Neuronal Network Inference and Membrane Potential Model using Multivariate Hawkes Processes

TL;DR

This paper introduces a comprehensive framework combining multivariate Hawkes processes and jump-diffusion models to analyze neuronal membrane potential dynamics influenced by interconnected spike trains, validated through goodness-of-fit tests.

Contribution

It presents a novel unified pipeline for neuronal activity analysis, integrating spike train modeling, connectivity inference, and membrane potential dynamics, with publicly available code.

Findings

Hawkes process effectively models spike train connectivity.

Incorporating connectivity improves membrane potential inference.
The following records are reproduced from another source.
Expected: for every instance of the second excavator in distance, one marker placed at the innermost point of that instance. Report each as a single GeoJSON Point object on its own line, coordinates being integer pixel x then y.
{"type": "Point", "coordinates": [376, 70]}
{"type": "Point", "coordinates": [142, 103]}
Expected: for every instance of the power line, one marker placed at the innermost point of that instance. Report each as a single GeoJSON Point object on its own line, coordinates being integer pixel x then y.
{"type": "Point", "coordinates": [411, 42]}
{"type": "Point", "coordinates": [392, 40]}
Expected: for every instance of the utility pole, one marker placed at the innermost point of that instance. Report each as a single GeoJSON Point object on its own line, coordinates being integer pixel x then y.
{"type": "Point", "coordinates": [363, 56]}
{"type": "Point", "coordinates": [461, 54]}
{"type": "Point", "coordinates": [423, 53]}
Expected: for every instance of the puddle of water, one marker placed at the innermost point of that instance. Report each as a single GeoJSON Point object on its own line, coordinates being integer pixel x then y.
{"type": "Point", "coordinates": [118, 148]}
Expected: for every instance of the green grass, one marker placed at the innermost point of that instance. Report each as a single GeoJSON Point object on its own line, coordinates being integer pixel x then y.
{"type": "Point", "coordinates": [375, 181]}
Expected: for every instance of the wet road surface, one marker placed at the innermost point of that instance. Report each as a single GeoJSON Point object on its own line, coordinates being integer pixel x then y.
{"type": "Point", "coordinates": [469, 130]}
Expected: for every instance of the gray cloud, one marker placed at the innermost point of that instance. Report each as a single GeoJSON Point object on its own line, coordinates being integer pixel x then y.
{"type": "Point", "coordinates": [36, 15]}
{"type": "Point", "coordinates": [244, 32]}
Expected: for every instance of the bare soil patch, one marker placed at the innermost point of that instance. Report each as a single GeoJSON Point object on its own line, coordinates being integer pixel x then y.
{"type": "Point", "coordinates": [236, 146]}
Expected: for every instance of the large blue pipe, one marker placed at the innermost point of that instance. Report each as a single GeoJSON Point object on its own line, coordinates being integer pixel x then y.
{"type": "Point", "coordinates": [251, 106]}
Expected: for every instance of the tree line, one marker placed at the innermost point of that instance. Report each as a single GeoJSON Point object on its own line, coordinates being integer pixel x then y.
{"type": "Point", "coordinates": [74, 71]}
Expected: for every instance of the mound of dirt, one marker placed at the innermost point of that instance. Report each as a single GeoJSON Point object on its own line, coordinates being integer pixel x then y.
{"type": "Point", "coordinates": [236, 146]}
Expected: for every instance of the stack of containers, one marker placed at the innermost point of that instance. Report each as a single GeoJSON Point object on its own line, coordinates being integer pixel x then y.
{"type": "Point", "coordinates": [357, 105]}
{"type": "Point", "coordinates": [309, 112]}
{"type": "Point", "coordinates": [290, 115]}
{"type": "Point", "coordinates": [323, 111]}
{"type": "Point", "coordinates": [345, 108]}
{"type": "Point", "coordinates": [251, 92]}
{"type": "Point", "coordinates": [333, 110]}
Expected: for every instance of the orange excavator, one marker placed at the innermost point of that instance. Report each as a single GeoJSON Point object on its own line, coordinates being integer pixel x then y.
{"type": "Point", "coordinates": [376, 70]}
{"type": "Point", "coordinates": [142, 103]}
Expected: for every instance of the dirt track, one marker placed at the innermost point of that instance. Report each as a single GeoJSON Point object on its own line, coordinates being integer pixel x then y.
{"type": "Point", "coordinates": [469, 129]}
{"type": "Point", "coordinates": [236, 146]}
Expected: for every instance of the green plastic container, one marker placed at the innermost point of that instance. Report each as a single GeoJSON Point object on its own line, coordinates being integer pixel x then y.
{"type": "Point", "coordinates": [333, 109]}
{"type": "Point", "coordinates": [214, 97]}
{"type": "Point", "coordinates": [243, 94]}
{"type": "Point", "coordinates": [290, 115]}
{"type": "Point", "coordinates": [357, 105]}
The framework is validated with goodness-of-fit tests.

Abstract

In this work, we propose to catch the complexity of the membrane potential's dynamic of a motoneuron between its spikes, taking into account the spikes from other neurons around. Our approach relies on two types of data: extracellular recordings of multiple spikes trains and intracellular recordings of the membrane potential of a central neuron. Our main contribution is to provide a unified framework and a complete pipeline to analyze neuronal activity from data extraction to statistical inference. The first step of the procedure is to select a subnetwork of neurons impacting the central neuron: we use a multivariate Hawkes process to model the spike trains of all neurons and compare two sparse inference procedures to identify the connectivity graph. Then we infer a jump-diffusion dynamic in which jumps are driven from a Hawkes process, the occurrences of which correspond to the spike trains of the aforementioned subset of neurons that interact with the central neuron. We validate the Hawkes model with a goodness-of-fit test and we show that taking into account the information from the connectivity graph improves the inference of the jump-diffusion process. The entire code has been developed and is freely available on GitHub.